In April I quit my merchandise coordinating job. It wasn't what I wanted in life and I knew it. I wasn't happy doing what I was doing and it was beginning to show in my personal life. My job and the unhappiness that it brought to me completely took over. I didn't want to read books, write stories, paint pictures, take pictures, bake, or even be happy. Almost any adult that you talk to will steer you away from just going to work one day and putting in your two week notice because you're unhappy. They may be right, but I refuse to let something that I can control take over my creativity and passions. I don't know exactly what I want out of life or what direction I want to go in terms of a career. The thought of that overwhelms me a great amount. But I do know one thing, I'm not spending any more time than I have to doing something that I don't enjoy and feel appreciated doing. My previous job was great in the beginning. I worked there for a little over a year and a half. For the first year I loved what I did. I got along with everyone so well and enjoyed the job itself. But then the last six months weren't good. I became very unhappy and felt as if I was going to be stuck there forever.
So in March I took a trip to California with two of my friends from work. This was a really big deal for all of us. I've dreamed of California for as long as I can remember with hopes of living there someday. When the trip to go was booked, I couldn't believe that it was finally happening. It still doesn't feel like it's happened somedays! But it turned out to be everything I've dreamed of and more. I felt at home there. I felt like I finally fit in somewhere. So you can only imagine how I felt whenever I came back to Pennsylvania. I was very unhappy and it showed. I couldn't find happiness in anything and believe me, I tried. So about four weeks after I arrived home from California, I put in my notice.

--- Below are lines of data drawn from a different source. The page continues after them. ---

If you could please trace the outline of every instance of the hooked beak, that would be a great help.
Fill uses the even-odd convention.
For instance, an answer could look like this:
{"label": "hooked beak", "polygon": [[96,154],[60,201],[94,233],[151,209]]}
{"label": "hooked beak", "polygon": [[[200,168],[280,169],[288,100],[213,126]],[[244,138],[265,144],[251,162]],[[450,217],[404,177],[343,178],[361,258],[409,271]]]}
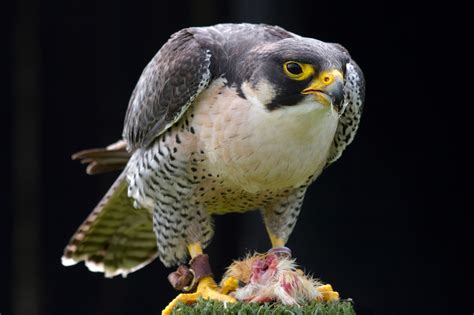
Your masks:
{"label": "hooked beak", "polygon": [[316,101],[324,106],[331,104],[340,110],[344,102],[344,78],[339,70],[327,70],[315,78],[302,94],[313,94]]}

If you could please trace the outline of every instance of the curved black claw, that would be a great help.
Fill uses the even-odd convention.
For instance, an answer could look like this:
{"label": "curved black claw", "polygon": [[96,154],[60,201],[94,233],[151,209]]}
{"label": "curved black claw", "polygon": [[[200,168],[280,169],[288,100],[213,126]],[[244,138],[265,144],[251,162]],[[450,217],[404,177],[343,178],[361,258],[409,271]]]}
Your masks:
{"label": "curved black claw", "polygon": [[273,247],[270,250],[268,250],[268,253],[275,254],[277,256],[291,257],[291,249],[285,246]]}

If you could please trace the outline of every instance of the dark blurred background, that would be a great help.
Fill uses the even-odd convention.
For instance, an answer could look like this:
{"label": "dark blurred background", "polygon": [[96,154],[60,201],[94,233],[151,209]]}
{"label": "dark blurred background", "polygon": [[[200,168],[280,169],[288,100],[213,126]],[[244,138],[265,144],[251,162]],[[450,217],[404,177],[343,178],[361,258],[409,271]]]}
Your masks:
{"label": "dark blurred background", "polygon": [[[365,72],[356,140],[309,189],[290,238],[298,262],[352,298],[358,314],[474,310],[464,286],[472,283],[463,158],[471,104],[437,56],[446,37],[426,10],[401,2],[17,0],[2,11],[2,315],[159,314],[176,294],[159,261],[113,280],[61,265],[69,237],[117,175],[87,176],[70,155],[119,139],[131,91],[170,34],[220,22],[277,24],[339,42]],[[269,245],[257,213],[227,215],[216,218],[208,252],[220,275],[232,258]]]}

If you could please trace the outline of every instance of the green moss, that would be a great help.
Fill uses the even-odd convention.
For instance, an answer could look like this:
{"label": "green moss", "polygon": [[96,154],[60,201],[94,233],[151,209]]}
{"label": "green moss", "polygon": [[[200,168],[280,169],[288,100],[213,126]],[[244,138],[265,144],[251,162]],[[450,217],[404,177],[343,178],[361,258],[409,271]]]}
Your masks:
{"label": "green moss", "polygon": [[257,303],[227,303],[198,300],[197,303],[186,305],[178,304],[173,311],[176,315],[355,315],[352,303],[348,300],[337,302],[313,302],[303,306],[289,306],[283,304],[257,304]]}

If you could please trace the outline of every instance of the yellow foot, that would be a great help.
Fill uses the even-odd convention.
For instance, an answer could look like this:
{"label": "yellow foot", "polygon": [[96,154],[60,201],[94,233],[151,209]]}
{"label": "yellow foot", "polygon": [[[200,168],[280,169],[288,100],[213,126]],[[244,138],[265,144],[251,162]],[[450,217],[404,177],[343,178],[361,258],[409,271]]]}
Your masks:
{"label": "yellow foot", "polygon": [[333,291],[332,286],[330,284],[319,286],[316,289],[321,292],[323,296],[323,301],[325,302],[339,300],[339,293],[337,291]]}
{"label": "yellow foot", "polygon": [[222,294],[229,294],[229,292],[235,291],[239,288],[239,280],[234,277],[227,277],[221,282]]}
{"label": "yellow foot", "polygon": [[228,303],[234,303],[236,301],[235,298],[225,295],[220,291],[221,290],[217,286],[214,279],[212,279],[212,277],[204,277],[199,281],[196,292],[179,294],[177,297],[174,298],[173,301],[170,302],[170,304],[168,304],[168,306],[166,306],[163,312],[161,312],[161,315],[171,315],[173,309],[179,302],[191,304],[195,303],[200,297],[205,300],[211,299]]}

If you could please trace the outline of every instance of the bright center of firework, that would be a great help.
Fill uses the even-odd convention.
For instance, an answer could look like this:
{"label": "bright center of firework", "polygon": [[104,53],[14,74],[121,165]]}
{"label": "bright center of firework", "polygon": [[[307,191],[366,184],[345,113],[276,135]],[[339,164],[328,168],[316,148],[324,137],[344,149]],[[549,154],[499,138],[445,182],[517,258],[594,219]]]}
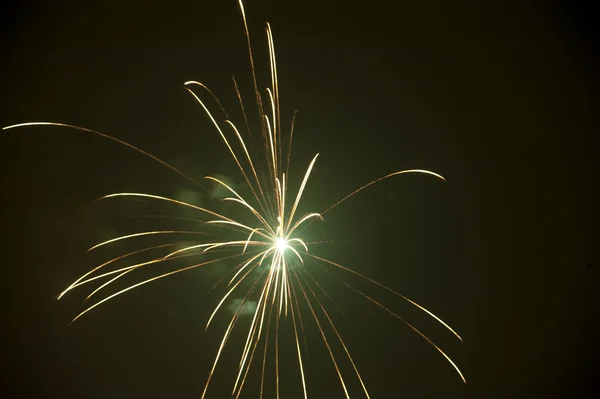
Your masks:
{"label": "bright center of firework", "polygon": [[285,251],[285,249],[288,247],[288,242],[287,242],[287,240],[286,240],[285,238],[283,238],[283,237],[278,237],[278,238],[275,240],[275,247],[277,248],[277,250],[278,250],[279,252],[283,252],[283,251]]}

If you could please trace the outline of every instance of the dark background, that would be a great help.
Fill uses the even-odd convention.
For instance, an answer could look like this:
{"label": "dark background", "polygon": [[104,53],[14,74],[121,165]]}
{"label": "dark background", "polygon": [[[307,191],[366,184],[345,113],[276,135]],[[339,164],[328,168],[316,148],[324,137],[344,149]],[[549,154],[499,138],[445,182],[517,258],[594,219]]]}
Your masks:
{"label": "dark background", "polygon": [[[234,0],[3,4],[2,126],[47,120],[86,126],[195,178],[221,173],[239,182],[214,128],[183,89],[187,80],[206,83],[240,121],[231,75],[248,101],[252,93]],[[395,170],[431,169],[448,179],[390,179],[321,225],[326,239],[343,242],[318,253],[413,298],[465,341],[397,298],[377,294],[440,344],[467,386],[401,322],[332,284],[330,295],[349,317],[338,317],[340,331],[371,397],[597,395],[599,86],[592,8],[249,0],[246,11],[260,86],[268,84],[262,30],[268,20],[284,122],[300,110],[296,173],[321,154],[307,211]],[[94,199],[118,191],[203,194],[125,147],[68,129],[3,132],[0,159],[4,396],[200,397],[226,325],[219,319],[204,332],[218,300],[207,295],[214,275],[190,272],[141,287],[71,326],[89,290],[54,298],[106,259],[85,250],[127,227],[115,209],[135,210]],[[309,397],[342,398],[314,330],[307,332]],[[228,362],[235,367],[235,359],[233,351],[223,369]],[[362,397],[344,367],[352,397]],[[287,375],[283,397],[300,398],[296,374]],[[227,397],[232,382],[227,372],[218,374],[209,397]],[[242,397],[256,397],[257,386],[251,377]]]}

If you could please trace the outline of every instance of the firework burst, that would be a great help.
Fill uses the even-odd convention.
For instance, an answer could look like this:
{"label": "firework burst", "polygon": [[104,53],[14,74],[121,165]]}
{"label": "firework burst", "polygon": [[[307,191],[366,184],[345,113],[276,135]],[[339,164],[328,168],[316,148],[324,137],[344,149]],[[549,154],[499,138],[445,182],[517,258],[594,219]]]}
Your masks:
{"label": "firework burst", "polygon": [[[212,363],[212,368],[208,379],[204,386],[202,398],[207,395],[207,391],[219,364],[219,360],[223,353],[223,349],[229,342],[232,331],[234,331],[236,325],[238,329],[242,328],[239,324],[240,318],[244,312],[244,306],[255,301],[256,308],[253,309],[251,314],[251,321],[249,323],[248,330],[245,335],[245,343],[241,350],[239,363],[236,365],[237,374],[235,382],[233,383],[232,397],[239,397],[244,384],[246,382],[248,372],[258,358],[259,367],[261,368],[261,388],[260,397],[263,397],[264,393],[264,380],[266,373],[266,359],[267,359],[267,348],[269,345],[274,346],[275,350],[275,380],[276,380],[276,396],[279,398],[279,334],[280,334],[280,323],[284,321],[289,323],[293,334],[293,342],[295,357],[297,357],[297,364],[302,384],[302,392],[304,398],[308,398],[309,388],[306,382],[306,366],[305,366],[305,349],[301,344],[304,339],[304,321],[303,317],[312,318],[315,322],[318,332],[320,333],[323,343],[330,356],[333,367],[336,370],[337,376],[344,390],[344,394],[347,398],[350,398],[350,392],[347,387],[347,376],[343,375],[340,368],[340,357],[346,359],[349,365],[354,371],[354,377],[358,379],[362,387],[362,391],[366,397],[369,396],[367,387],[361,377],[358,366],[355,364],[349,349],[346,346],[340,332],[336,328],[332,317],[326,307],[319,299],[318,293],[328,297],[327,292],[321,288],[321,285],[314,279],[313,276],[308,274],[305,265],[308,263],[314,264],[321,268],[335,268],[343,270],[346,273],[359,276],[370,284],[373,284],[379,288],[387,290],[403,300],[414,305],[421,311],[425,312],[430,317],[434,318],[437,322],[443,325],[447,330],[454,334],[459,340],[462,341],[460,336],[448,326],[444,321],[435,316],[429,310],[420,306],[411,299],[393,291],[392,289],[384,286],[383,284],[376,282],[353,269],[341,265],[335,261],[325,259],[321,256],[311,252],[311,242],[307,242],[305,238],[301,236],[301,228],[307,224],[312,223],[317,219],[322,219],[323,216],[332,210],[333,208],[340,205],[348,198],[354,196],[358,192],[365,188],[390,177],[407,174],[407,173],[420,173],[426,174],[438,179],[444,180],[442,176],[437,173],[422,170],[422,169],[410,169],[403,170],[394,173],[387,174],[379,179],[373,180],[347,196],[343,197],[338,202],[331,205],[329,208],[322,212],[311,212],[306,214],[298,213],[298,205],[300,204],[313,167],[319,154],[314,155],[311,162],[306,167],[304,177],[301,184],[297,189],[288,189],[288,176],[290,169],[290,153],[292,138],[294,134],[294,119],[292,119],[291,129],[289,135],[283,135],[283,129],[281,127],[281,116],[279,109],[279,85],[277,81],[277,64],[275,59],[275,45],[273,42],[273,35],[270,25],[266,24],[266,36],[268,41],[269,50],[269,61],[270,61],[270,80],[271,86],[267,87],[264,91],[260,91],[257,84],[254,59],[252,55],[252,47],[250,44],[250,34],[248,31],[248,25],[246,22],[246,16],[244,13],[244,6],[242,1],[239,1],[240,10],[242,13],[242,20],[245,27],[245,34],[247,39],[247,48],[249,51],[250,67],[254,85],[254,94],[256,97],[257,112],[260,118],[260,133],[262,136],[263,146],[261,151],[253,151],[250,146],[247,145],[248,138],[244,138],[238,126],[229,120],[227,113],[221,106],[217,97],[206,87],[204,84],[196,81],[189,81],[185,83],[186,90],[193,96],[197,103],[206,112],[206,115],[211,120],[212,124],[216,128],[217,132],[221,136],[223,143],[227,147],[229,154],[231,155],[237,169],[241,173],[245,182],[248,195],[236,191],[231,184],[227,184],[223,179],[219,179],[212,176],[206,176],[205,179],[220,186],[224,189],[228,196],[223,199],[228,203],[232,204],[231,208],[237,208],[235,214],[238,216],[231,216],[228,212],[216,211],[215,209],[209,209],[200,207],[195,204],[180,201],[174,198],[168,198],[159,195],[147,194],[147,193],[134,193],[134,192],[122,192],[110,194],[102,197],[101,199],[117,198],[117,197],[129,197],[138,198],[151,201],[160,201],[170,204],[175,204],[181,207],[186,207],[199,215],[203,216],[202,222],[206,227],[204,231],[182,231],[182,230],[152,230],[143,231],[133,234],[127,234],[119,236],[104,242],[101,242],[92,248],[90,251],[104,247],[106,245],[118,242],[128,241],[136,237],[142,236],[161,236],[169,234],[184,234],[184,235],[202,235],[203,240],[195,240],[193,244],[186,244],[185,246],[179,246],[175,248],[175,244],[163,244],[151,247],[145,247],[138,249],[133,252],[122,254],[118,257],[112,258],[111,260],[100,264],[83,276],[75,280],[69,285],[58,298],[62,298],[67,292],[78,288],[82,285],[86,285],[90,282],[102,281],[102,284],[93,290],[88,298],[98,294],[119,280],[121,277],[134,272],[145,266],[155,264],[165,264],[174,259],[193,259],[194,257],[202,256],[203,259],[200,263],[190,262],[185,267],[181,267],[175,270],[168,271],[166,273],[154,276],[137,282],[133,285],[129,285],[126,288],[118,290],[103,299],[97,301],[93,305],[87,307],[80,314],[78,314],[74,320],[77,320],[82,315],[88,313],[92,309],[105,303],[106,301],[113,299],[129,290],[132,290],[141,285],[150,283],[152,281],[159,280],[163,277],[181,273],[187,270],[204,267],[217,262],[233,262],[235,266],[228,269],[229,276],[222,279],[220,282],[226,287],[225,294],[220,298],[214,311],[208,318],[206,327],[211,324],[215,315],[224,308],[228,298],[232,298],[234,292],[237,294],[243,291],[243,299],[239,301],[238,306],[233,311],[229,323],[227,324],[221,341],[218,346],[218,350]],[[238,89],[237,83],[234,80],[234,87],[237,93],[239,104],[241,106],[242,114],[244,117],[245,128],[250,134],[250,124],[248,123],[248,117],[244,108],[244,102],[242,101],[241,93]],[[207,106],[207,103],[201,99],[198,92],[204,92],[209,96],[211,100],[219,108],[219,112],[222,112],[226,119],[219,121],[215,114]],[[295,117],[295,115],[294,115]],[[32,126],[32,125],[50,125],[59,127],[68,127],[80,131],[85,131],[100,135],[104,138],[114,140],[122,145],[132,148],[155,161],[161,163],[163,166],[173,170],[174,172],[186,177],[195,184],[202,186],[199,182],[187,176],[182,171],[171,166],[170,164],[162,161],[161,159],[149,154],[138,147],[135,147],[129,143],[121,141],[112,136],[100,133],[95,130],[73,126],[63,123],[55,122],[29,122],[21,123],[12,126],[4,127],[3,130]],[[284,145],[285,143],[285,145]],[[242,195],[244,194],[244,195]],[[239,217],[240,214],[245,214],[245,218]],[[248,221],[246,221],[248,220]],[[214,235],[211,232],[220,231],[221,234]],[[227,239],[222,237],[226,236]],[[149,256],[147,260],[143,262],[130,262],[128,266],[114,268],[117,262],[127,261],[133,259],[134,256],[139,254],[147,255],[153,254],[156,251],[162,251],[160,256]],[[214,254],[212,258],[207,259],[209,254]],[[133,263],[133,264],[132,264]],[[110,269],[112,266],[112,269]],[[107,271],[110,270],[110,271]],[[244,284],[242,284],[244,283]],[[401,320],[414,332],[425,339],[431,346],[433,346],[439,353],[452,365],[456,370],[460,378],[465,381],[462,373],[454,362],[428,337],[426,337],[420,330],[414,327],[412,324],[401,318],[398,314],[388,309],[386,306],[376,301],[369,295],[351,287],[348,283],[344,282],[346,286],[354,290],[356,293],[372,302],[376,306],[384,309],[393,317]],[[86,298],[87,299],[87,298]],[[302,307],[301,307],[302,304]],[[304,311],[302,311],[304,308]],[[269,332],[274,326],[274,336],[269,338]],[[329,331],[329,334],[327,333]],[[332,347],[332,341],[337,342],[343,349],[339,356],[335,353]],[[258,355],[257,355],[258,350]],[[261,353],[262,352],[262,353]],[[255,356],[257,355],[257,356]]]}

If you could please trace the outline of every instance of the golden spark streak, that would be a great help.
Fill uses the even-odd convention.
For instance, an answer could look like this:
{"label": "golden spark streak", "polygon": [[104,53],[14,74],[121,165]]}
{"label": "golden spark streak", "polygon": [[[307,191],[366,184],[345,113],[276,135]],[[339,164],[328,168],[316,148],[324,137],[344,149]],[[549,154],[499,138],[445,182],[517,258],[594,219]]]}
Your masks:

Ever since I quit, I haven't had as much money. So I've had to cut back on a lot of things. The habit of stopping at the coffee shop everyday has ended and I don't remember the last time I went shopping which is a big deal. I used to be shopping weekly. But I wouldn't change it. I'm okay with how things are now because I really am happier. I'm able to work on myself and try to figure out what route I want to take. For now though I can bake, paint, take pictures, and just be creative. That's something that matters a great amount to me. Without my fitness and creativity, I've learned that I am very unhappy. It's something that I need and enjoy, so I'm not going to eliminate it from my life.
Is there something in your life that is the source of your unhappiness? If so, there is a solution to the problem. You just have to set out and find it. Take chances. Don't be afraid of the unknown. Believe in yourself.
“If opportunity doesn’t knock, build a door.” Milton Berle
Do you have an idea of how to fix the things in your life that you're unhappy with? If so, I'd love to know!